E a da mãe do Yusef que, embora mais informada, tendo conseguido tirar o seu filho da esquadra sem que o mesmo assinasse qualquer depoimento ou gravasse a confissão acaba por, ela própria, achar que o seu filho é diferente dos restantes 4 acusados, que não deve "ser metido no mesmo saco", criando alguns atritos com as restantes mães/ familiares, com esta atitude de superioridade, que não lhe fica nada bem, sobretudo quando um dos jovens de quem ela mais quer distância, é o único que só foi parar à esquadra, e àquele pesadelo, precisamente para acompanhar o seu filho.
Infelizmente, por diversos motivos, algumas pessoas acabam condenadas apesar de serem inocentes, com provas inconclusivas e insuficientes.
Foi o que aconteceu a estes 5 jovens.
Sendo quatro deles menores, foram enviados para reformatórios, onde cumpriram penas de cerca de 10 anos.
O 5º, apanhado no meio de tudo isto e, por azar, com 16 anos, mas, apesar disso, na minha opinião pessoal o mais frágil e inocente, foi condenado uma pena mais elevada, e numa prisão de adultos. Foi o que mais sofreu. O que menos apoio teve. O que saiu com mais marcas, de mais de uma década de agressões e abusos que quase o mataram.
E depois?
Quando saem, como se recupera todo o tempo perdido?
Como voltam a viver, quando nada é igual?
Como se voltam a inserir na sociedade, quando todos os rejeitam?
Com todas as condicionantes que lhes são impostas?
Quando sentem que a liberdade não lhes traz nada de bom?
Quando começam a duvidar se as suas vidas não seriam melhores lá dentro, do que cá fora?
Uma coisa é certa: a prisão, e tudo o que acontece lá dentro, tem consequências na vida de quem por lá passa.
E se, alguns, conseguem lidar com elas e afastar-se de problemas, outros há que não o conseguem.
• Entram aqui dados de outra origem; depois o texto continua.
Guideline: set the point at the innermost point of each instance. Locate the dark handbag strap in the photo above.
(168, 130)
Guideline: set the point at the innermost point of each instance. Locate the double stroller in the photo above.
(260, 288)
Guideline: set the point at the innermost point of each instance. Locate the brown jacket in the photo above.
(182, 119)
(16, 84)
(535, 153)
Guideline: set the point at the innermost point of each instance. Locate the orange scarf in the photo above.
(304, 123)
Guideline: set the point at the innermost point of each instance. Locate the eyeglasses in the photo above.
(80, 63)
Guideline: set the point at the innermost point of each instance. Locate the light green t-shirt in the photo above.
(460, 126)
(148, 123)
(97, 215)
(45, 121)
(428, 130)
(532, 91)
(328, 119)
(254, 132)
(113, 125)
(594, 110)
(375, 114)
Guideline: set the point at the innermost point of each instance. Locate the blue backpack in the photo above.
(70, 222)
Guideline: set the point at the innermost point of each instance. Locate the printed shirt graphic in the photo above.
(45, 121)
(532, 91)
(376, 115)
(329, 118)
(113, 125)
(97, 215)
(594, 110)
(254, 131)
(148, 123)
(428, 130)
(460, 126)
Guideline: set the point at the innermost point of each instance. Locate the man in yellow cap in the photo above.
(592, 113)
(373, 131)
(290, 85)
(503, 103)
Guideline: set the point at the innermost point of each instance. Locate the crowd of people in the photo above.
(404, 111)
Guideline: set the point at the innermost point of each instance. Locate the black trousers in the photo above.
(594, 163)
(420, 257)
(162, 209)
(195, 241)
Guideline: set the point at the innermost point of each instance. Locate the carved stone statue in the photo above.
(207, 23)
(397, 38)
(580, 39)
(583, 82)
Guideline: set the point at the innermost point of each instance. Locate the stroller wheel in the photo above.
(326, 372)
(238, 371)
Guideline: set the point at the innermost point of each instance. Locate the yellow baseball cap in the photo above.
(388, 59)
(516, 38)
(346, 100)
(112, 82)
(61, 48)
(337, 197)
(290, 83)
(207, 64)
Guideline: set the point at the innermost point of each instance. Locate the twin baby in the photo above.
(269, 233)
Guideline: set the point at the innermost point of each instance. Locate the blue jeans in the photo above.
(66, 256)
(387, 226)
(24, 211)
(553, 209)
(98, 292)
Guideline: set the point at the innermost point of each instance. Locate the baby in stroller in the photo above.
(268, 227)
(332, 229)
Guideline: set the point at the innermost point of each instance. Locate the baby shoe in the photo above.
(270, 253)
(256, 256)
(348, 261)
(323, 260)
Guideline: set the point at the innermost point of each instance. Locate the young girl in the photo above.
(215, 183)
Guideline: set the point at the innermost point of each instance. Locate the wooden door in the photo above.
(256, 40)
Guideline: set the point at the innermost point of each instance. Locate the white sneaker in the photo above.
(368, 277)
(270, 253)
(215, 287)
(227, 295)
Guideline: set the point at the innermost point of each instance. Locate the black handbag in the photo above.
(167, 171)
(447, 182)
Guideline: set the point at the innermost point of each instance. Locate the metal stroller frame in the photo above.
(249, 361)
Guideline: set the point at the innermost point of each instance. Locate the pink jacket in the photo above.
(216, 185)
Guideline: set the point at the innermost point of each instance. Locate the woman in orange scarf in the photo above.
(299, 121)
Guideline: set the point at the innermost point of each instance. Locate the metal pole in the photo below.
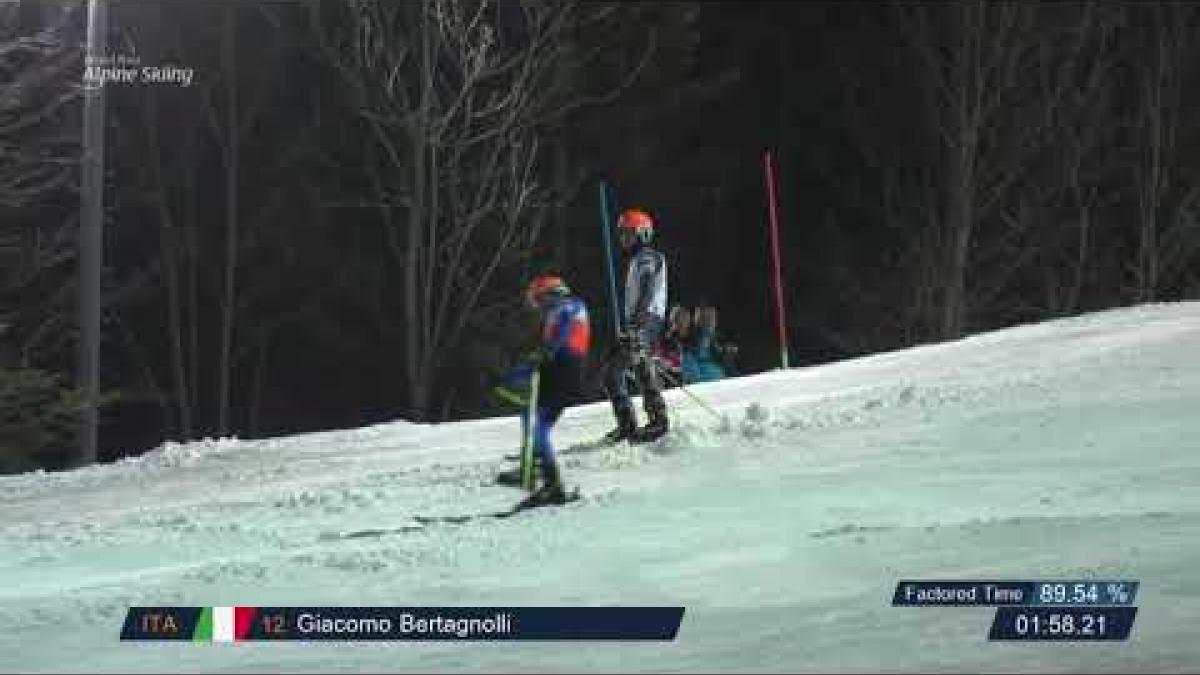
(606, 231)
(91, 233)
(775, 263)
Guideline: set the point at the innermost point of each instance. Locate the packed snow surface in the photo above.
(1062, 451)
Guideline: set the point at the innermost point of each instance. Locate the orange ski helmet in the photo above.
(543, 286)
(636, 223)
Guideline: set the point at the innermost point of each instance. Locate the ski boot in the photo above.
(513, 477)
(627, 424)
(657, 425)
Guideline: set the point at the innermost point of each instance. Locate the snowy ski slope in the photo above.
(1063, 449)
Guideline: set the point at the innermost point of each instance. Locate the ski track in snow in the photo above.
(1062, 449)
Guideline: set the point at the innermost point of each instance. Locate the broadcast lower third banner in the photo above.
(346, 623)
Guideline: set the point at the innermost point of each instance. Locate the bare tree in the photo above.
(1165, 198)
(39, 159)
(456, 97)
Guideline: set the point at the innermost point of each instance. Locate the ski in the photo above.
(520, 507)
(592, 446)
(420, 521)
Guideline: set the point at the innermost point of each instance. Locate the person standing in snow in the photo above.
(645, 316)
(561, 359)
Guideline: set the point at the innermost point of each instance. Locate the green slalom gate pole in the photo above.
(531, 424)
(606, 233)
(678, 382)
(773, 204)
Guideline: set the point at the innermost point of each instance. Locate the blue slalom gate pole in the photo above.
(606, 231)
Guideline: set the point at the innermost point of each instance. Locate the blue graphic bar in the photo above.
(1063, 623)
(461, 623)
(1014, 593)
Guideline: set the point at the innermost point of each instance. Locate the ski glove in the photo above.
(630, 341)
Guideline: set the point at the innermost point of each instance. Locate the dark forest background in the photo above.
(331, 225)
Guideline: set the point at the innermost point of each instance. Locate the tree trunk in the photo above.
(233, 139)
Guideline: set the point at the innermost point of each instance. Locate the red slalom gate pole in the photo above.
(772, 204)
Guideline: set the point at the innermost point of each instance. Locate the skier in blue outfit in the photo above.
(561, 359)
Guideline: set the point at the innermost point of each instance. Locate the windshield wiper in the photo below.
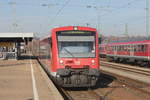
(69, 52)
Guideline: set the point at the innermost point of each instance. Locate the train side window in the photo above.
(142, 48)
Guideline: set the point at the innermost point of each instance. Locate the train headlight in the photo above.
(93, 62)
(61, 61)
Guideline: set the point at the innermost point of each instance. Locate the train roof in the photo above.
(132, 39)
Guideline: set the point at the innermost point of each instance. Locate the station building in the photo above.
(11, 44)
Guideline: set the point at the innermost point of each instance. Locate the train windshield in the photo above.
(76, 45)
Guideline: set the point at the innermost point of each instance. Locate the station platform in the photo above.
(24, 80)
(134, 76)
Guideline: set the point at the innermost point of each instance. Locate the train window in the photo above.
(142, 48)
(145, 47)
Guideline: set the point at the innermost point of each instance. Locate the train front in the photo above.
(78, 57)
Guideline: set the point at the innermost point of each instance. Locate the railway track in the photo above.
(80, 94)
(132, 83)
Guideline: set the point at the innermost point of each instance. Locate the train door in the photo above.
(115, 50)
(132, 50)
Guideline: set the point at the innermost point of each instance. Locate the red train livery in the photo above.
(71, 56)
(131, 51)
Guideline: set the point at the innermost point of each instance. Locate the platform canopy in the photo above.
(16, 37)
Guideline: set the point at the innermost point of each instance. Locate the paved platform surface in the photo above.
(16, 81)
(139, 77)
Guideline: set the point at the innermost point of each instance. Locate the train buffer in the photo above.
(24, 80)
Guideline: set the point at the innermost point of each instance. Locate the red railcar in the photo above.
(133, 51)
(103, 50)
(71, 56)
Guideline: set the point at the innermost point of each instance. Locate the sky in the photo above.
(110, 17)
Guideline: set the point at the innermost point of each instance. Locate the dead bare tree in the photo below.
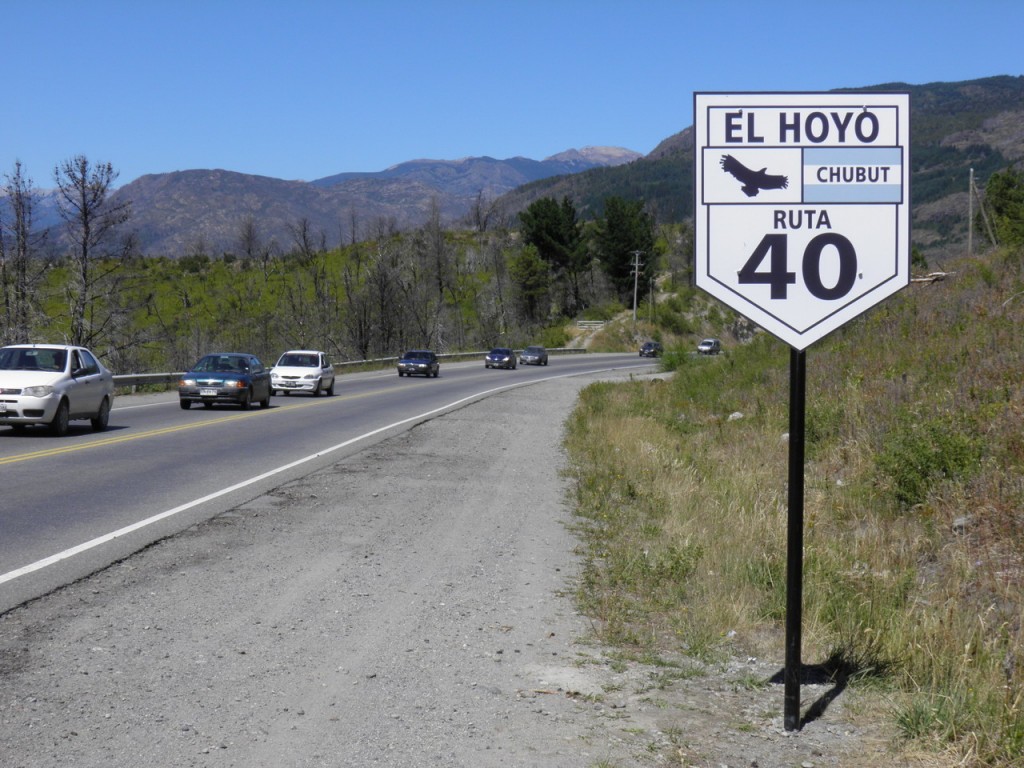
(19, 270)
(84, 202)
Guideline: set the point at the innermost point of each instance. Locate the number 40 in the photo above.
(778, 276)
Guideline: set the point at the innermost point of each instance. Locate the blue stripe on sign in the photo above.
(852, 193)
(853, 156)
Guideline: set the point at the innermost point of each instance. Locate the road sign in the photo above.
(802, 216)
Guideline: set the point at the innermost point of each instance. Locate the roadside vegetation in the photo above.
(913, 561)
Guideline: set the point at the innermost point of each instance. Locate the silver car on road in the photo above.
(52, 384)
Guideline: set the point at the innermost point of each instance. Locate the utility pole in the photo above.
(636, 283)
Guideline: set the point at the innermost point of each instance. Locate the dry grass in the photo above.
(913, 530)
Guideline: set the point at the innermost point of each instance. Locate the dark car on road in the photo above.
(650, 349)
(419, 361)
(500, 357)
(710, 346)
(233, 378)
(534, 355)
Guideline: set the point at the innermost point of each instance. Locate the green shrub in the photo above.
(921, 453)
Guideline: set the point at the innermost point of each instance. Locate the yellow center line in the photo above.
(116, 439)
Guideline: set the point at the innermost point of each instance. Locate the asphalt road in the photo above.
(74, 505)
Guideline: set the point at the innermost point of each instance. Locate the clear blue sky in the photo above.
(301, 89)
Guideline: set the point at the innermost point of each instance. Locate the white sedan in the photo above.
(302, 371)
(51, 384)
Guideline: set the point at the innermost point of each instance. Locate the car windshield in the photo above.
(14, 358)
(294, 359)
(229, 364)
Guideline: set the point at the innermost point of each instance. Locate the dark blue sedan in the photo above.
(500, 357)
(233, 378)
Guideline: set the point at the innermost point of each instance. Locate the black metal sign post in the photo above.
(795, 539)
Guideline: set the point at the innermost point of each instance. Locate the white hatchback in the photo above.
(302, 371)
(51, 384)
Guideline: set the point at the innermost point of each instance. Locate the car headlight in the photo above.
(40, 391)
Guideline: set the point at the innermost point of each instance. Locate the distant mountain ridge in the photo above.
(195, 211)
(955, 127)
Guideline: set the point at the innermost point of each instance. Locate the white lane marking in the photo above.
(92, 544)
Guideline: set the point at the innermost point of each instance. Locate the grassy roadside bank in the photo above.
(913, 522)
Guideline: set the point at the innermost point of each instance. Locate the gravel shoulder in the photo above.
(409, 606)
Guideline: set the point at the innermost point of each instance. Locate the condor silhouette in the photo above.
(754, 181)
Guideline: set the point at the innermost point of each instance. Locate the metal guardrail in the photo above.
(131, 381)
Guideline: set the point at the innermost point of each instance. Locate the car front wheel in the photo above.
(58, 427)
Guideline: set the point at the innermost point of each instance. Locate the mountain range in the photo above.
(955, 128)
(203, 211)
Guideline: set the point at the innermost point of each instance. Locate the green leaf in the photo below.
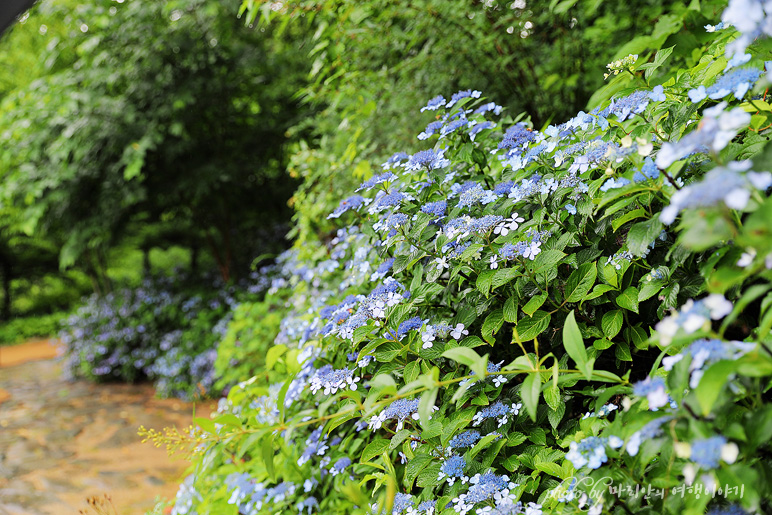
(529, 328)
(228, 419)
(574, 345)
(580, 281)
(529, 392)
(642, 234)
(612, 323)
(491, 325)
(426, 405)
(468, 357)
(550, 468)
(534, 303)
(484, 281)
(628, 299)
(273, 354)
(599, 290)
(206, 424)
(552, 396)
(268, 455)
(375, 448)
(546, 260)
(630, 215)
(659, 60)
(510, 310)
(711, 384)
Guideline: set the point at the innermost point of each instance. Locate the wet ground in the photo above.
(62, 442)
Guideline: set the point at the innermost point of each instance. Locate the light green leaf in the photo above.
(529, 328)
(375, 448)
(711, 384)
(510, 310)
(612, 323)
(534, 303)
(529, 392)
(468, 357)
(628, 299)
(574, 345)
(580, 281)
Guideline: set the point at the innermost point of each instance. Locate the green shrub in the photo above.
(525, 321)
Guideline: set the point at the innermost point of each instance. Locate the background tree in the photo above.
(170, 114)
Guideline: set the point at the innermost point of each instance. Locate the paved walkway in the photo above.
(61, 442)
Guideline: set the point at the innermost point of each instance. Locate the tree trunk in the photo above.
(5, 313)
(146, 268)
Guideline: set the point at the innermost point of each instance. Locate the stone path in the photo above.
(61, 442)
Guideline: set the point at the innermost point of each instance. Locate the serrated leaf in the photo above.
(484, 281)
(426, 406)
(534, 303)
(552, 396)
(711, 384)
(642, 234)
(375, 448)
(491, 325)
(550, 468)
(628, 299)
(630, 215)
(268, 455)
(612, 323)
(580, 281)
(546, 260)
(529, 392)
(622, 352)
(530, 327)
(510, 310)
(468, 357)
(574, 345)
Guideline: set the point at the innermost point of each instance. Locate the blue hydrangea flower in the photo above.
(497, 410)
(590, 452)
(453, 126)
(351, 203)
(635, 103)
(452, 468)
(434, 104)
(736, 81)
(375, 180)
(395, 160)
(651, 430)
(654, 390)
(435, 208)
(731, 184)
(428, 159)
(463, 94)
(715, 131)
(465, 439)
(432, 128)
(479, 127)
(409, 325)
(340, 466)
(707, 453)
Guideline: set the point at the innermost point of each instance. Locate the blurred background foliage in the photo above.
(143, 137)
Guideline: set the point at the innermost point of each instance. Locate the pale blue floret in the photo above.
(707, 453)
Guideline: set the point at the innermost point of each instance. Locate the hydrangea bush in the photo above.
(516, 320)
(161, 331)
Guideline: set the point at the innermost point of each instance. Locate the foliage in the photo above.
(525, 321)
(163, 331)
(169, 116)
(18, 330)
(374, 61)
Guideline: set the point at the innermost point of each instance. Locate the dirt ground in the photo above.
(63, 441)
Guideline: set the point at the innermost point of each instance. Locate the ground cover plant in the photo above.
(524, 320)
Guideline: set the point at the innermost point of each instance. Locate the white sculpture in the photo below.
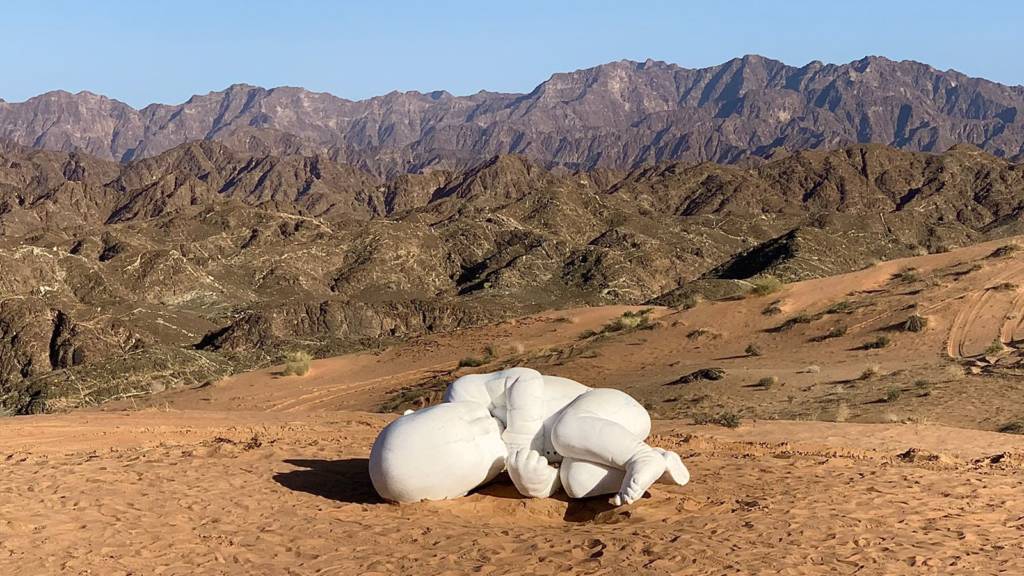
(522, 421)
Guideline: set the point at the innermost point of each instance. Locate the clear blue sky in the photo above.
(148, 50)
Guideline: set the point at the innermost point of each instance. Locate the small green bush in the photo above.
(728, 419)
(869, 372)
(834, 332)
(1016, 426)
(471, 362)
(880, 342)
(994, 347)
(764, 285)
(907, 276)
(842, 306)
(297, 363)
(1005, 250)
(915, 323)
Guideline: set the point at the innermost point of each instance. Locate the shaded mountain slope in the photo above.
(619, 115)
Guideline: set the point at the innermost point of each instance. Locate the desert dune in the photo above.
(266, 474)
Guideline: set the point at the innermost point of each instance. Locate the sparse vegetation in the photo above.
(1004, 287)
(728, 419)
(1005, 250)
(701, 374)
(764, 285)
(686, 301)
(472, 362)
(915, 323)
(699, 333)
(880, 342)
(907, 276)
(869, 372)
(842, 306)
(893, 394)
(630, 320)
(297, 363)
(1016, 426)
(799, 319)
(834, 332)
(995, 347)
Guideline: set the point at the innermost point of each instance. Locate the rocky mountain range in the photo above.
(620, 116)
(173, 270)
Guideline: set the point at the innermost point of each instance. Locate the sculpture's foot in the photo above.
(642, 470)
(675, 470)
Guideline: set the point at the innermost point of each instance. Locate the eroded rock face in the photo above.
(202, 260)
(620, 115)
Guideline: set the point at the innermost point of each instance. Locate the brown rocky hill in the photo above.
(202, 260)
(620, 115)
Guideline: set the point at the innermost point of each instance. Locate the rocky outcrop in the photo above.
(183, 266)
(620, 115)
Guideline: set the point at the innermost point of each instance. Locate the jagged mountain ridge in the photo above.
(620, 115)
(201, 260)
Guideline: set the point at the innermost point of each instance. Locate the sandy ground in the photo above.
(262, 474)
(192, 492)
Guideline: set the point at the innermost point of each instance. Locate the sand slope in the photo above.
(254, 493)
(262, 474)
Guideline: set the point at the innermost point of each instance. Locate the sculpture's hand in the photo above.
(531, 474)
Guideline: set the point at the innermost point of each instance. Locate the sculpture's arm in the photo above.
(531, 475)
(524, 416)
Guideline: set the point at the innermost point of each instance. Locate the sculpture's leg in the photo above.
(606, 426)
(582, 479)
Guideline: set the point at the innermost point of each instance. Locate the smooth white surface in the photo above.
(525, 421)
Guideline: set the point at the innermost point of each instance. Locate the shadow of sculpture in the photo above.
(343, 481)
(596, 509)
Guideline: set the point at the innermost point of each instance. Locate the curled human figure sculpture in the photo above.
(547, 432)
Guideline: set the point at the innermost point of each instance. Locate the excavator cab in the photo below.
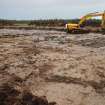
(76, 28)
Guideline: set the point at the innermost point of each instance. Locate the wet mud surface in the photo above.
(68, 69)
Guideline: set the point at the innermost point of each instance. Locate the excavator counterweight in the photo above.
(76, 28)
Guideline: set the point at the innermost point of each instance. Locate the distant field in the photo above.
(49, 22)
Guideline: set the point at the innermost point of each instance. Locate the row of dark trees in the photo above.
(49, 22)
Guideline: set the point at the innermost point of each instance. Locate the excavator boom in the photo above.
(77, 27)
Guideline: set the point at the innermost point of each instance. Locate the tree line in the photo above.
(49, 22)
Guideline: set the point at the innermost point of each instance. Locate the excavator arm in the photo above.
(89, 16)
(77, 27)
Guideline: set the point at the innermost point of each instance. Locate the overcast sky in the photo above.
(48, 9)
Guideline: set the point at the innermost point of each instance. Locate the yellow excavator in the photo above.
(72, 28)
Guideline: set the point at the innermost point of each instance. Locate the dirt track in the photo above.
(68, 69)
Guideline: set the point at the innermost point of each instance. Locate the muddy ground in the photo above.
(68, 69)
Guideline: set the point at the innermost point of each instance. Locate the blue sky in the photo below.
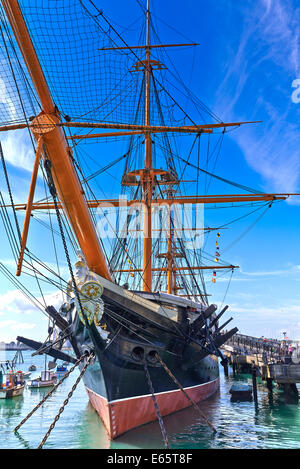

Que tentam mas, juntando a elas a rejeição de que são vítimas cá fora, acabam por enveredar pelo caminho errado.
No caso destes 5 jovens veio, mais de 10 anos depois, a descobrir-se a verdade. Que tinham sido condenados injustamente, que estavam inocentes, e que o verdadeiro culpado era outro.
Foram indemnizados, naquela que foi a maior indemnização de sempre da história. Foi-lhes limpo o cadastro.
Mas, alguma vez, o rótulo de "violadores" será apagado da memória das pessoas?
Quem lhes devolve a vida, a adolescência, os anos perdidos?
Quem lhes devolve a inocência?
Que dinheiro lhes paga todas as atrocidades de que foram vítimas?
Haverá justiça suficiente para isso?
Nota:
Quando se acompanha uma série destas ao mesmo tempo de "Como Defender Um Assassino", é impossível não as comparar já que, na primeira, são condenados jovens inocentes enquanto na segunda, são várias as vezes em que, com uma boa advogada, se consegue ilibar assassinos.